Non esiste un solo tipo di pubblico: accanto a chi frequenta abitualmente questi linguaggi, c’è chi arriva senza strumenti, senza abitudine. E proprio lì si apre uno spazio inatteso. Zappalà insiste su questo aspetto, dichiarando che: “sono spesso gli spettatori meno preparati, a restituire le reazioni più dirette, più esposte, meno filtrate”. Non cercano di decifrare, reagiscono e in quella reazione c’è qualcosa che sfugge alla mediazione, che rimette al centro l’esperienza.
È un passaggio sottile, ma decisivo perché sposta il senso della produzione culturale da qualcosa che si offre a qualcosa che accade.
In un contesto come quello catanese, questo tipo di lavoro implica un equilibrio continuo. Da una parte la necessità di mantenere una ricerca, di non semplificare i linguaggi; dall’altra quella di non chiudersi, di restare attraversabili. Non è un compromesso, ma una tensione che si rinnova ogni volta.
Il FIC festival attualmente in svolgimento nel catanese si inserisce dentro questa traiettoria. La settima edizione di Catania Contemporanea non è un punto di partenza, ma il risultato di un processo che negli anni ha provato a mettere in relazione soggetti diversi: istituzioni, spazi, pratiche. Un tentativo di uscire dalla frammentazione e costruire qualcosa che assomigli a un sistema.

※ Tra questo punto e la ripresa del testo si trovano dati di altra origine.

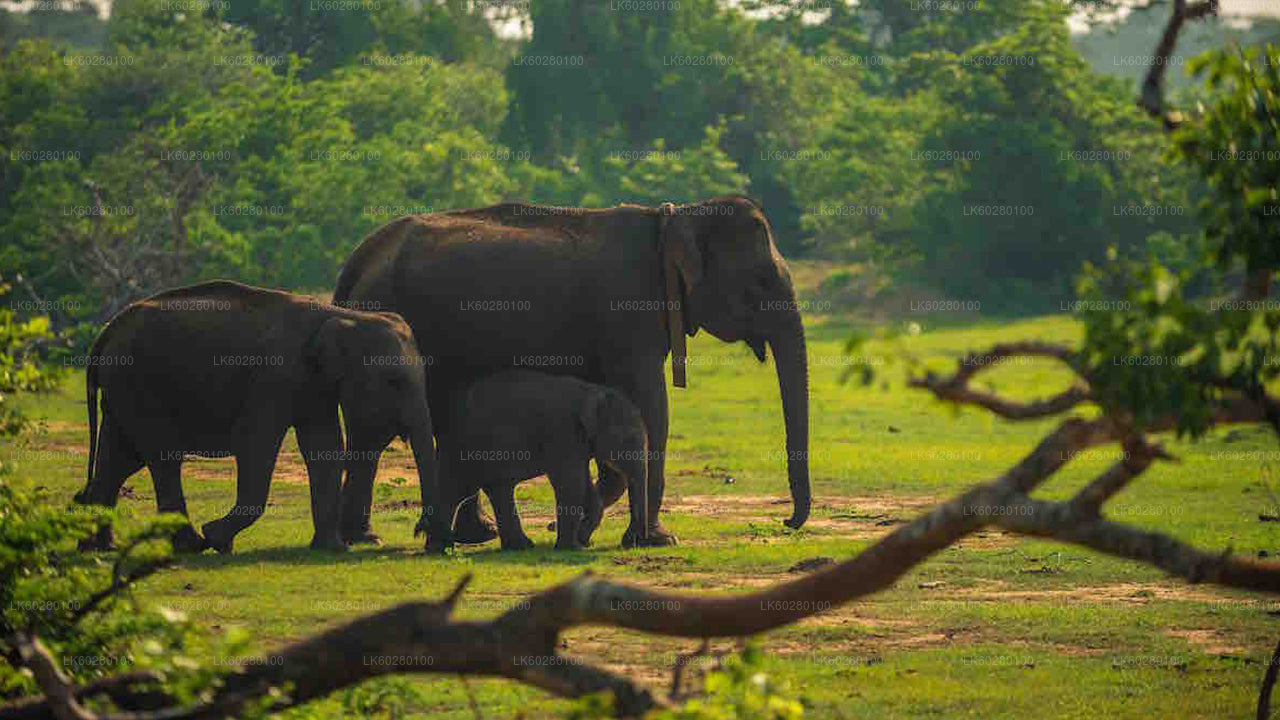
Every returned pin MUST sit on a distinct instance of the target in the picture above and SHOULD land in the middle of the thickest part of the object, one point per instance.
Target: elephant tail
(91, 397)
(91, 400)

“È stato Scenario Pubblico il motore”, spiega Zappalà. Ma il senso, oggi, è proprio nello spostamento: da un centro a una rete, da un’esperienza singola a una costruzione condivisa non ancora compiuta, non lineare, ma riconoscibile.

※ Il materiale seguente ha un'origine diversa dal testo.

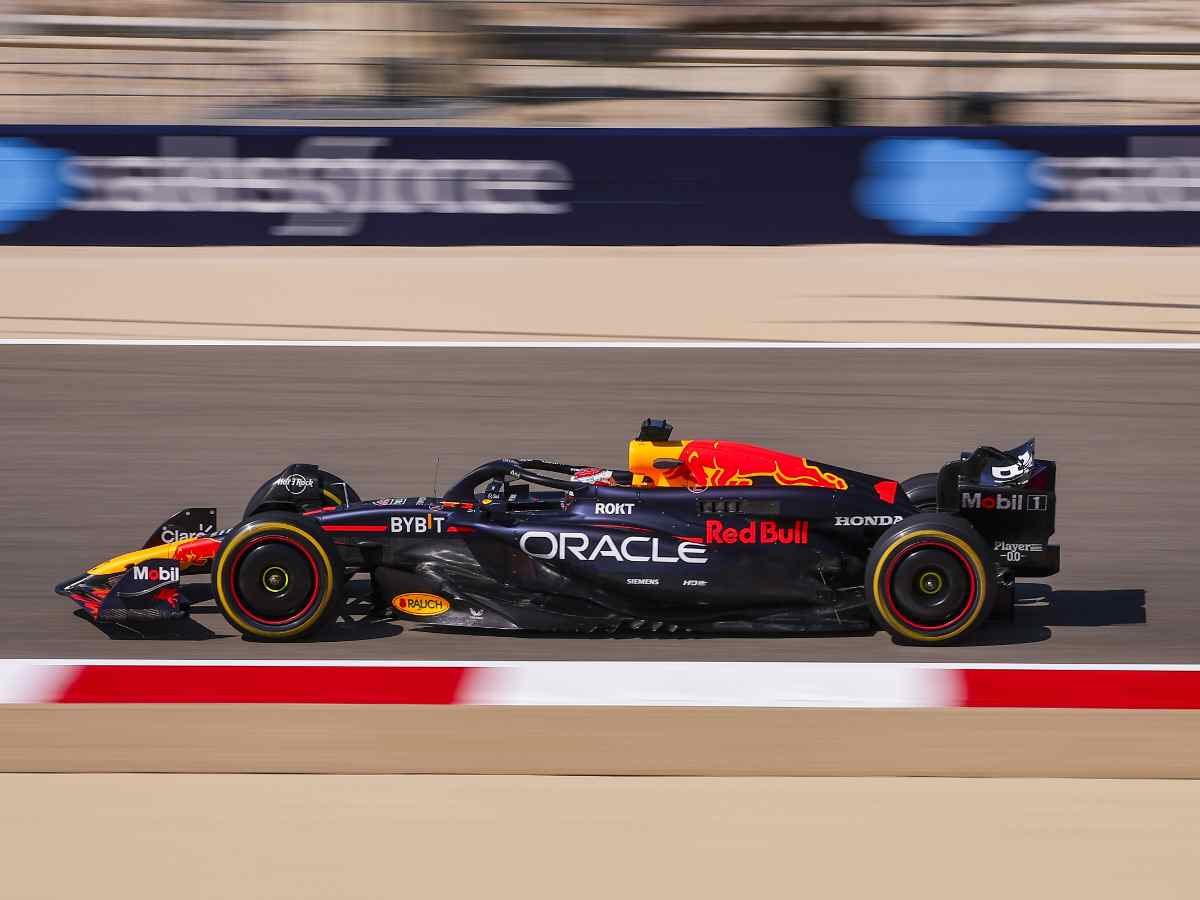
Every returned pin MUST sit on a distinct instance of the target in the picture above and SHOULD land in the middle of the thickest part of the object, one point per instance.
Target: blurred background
(622, 63)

Resta una domanda, inevitabile: cosa significa essere contemporanei al giorno d’oggi?
“Contemporaneità vuol dire parlare dell’oggi, essere presenti”. È una definizione semplice, ma non neutra, perché implica una responsabilità: quella di non restare fuori dal proprio tempo, di non rifugiarsi in codici linguistici autoreferenziali, ma nemmeno di adattarsi completamente.

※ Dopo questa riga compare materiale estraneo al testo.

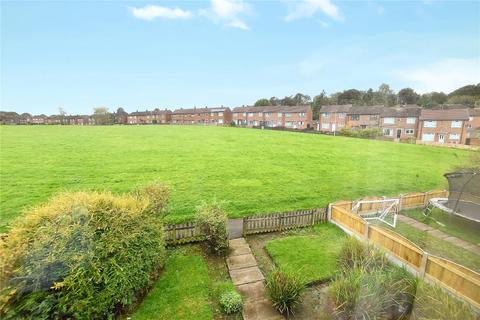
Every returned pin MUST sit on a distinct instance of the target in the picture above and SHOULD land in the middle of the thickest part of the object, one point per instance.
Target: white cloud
(445, 75)
(307, 8)
(228, 12)
(153, 12)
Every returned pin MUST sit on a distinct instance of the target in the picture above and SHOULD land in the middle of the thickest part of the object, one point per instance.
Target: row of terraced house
(454, 125)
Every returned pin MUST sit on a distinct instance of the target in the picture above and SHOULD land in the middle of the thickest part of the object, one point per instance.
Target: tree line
(468, 95)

In questo movimento, la tradizione non scompare, al contrario, diventa un punto di confronto come materiale con cui misurarsi. È, quindi, nello scarto tra ciò che si eredita e ciò che si costruisce che il contemporaneo prende forma.
Guardato da vicino, il lavoro di Scenario Pubblico restituisce proprio un processo. Un modo di fare cultura che non si esaurisce nell’evento, che non coincide con la visibilità immediata, ma che insiste nel tempo, accumula, modifica lentamente il contesto.
A Catania, oggi, la contemporaneità si costruisce così, nella continuità, nella relazione, nella possibilità — ancora fragile, ma concreta — che qualcosa, restando, cambi.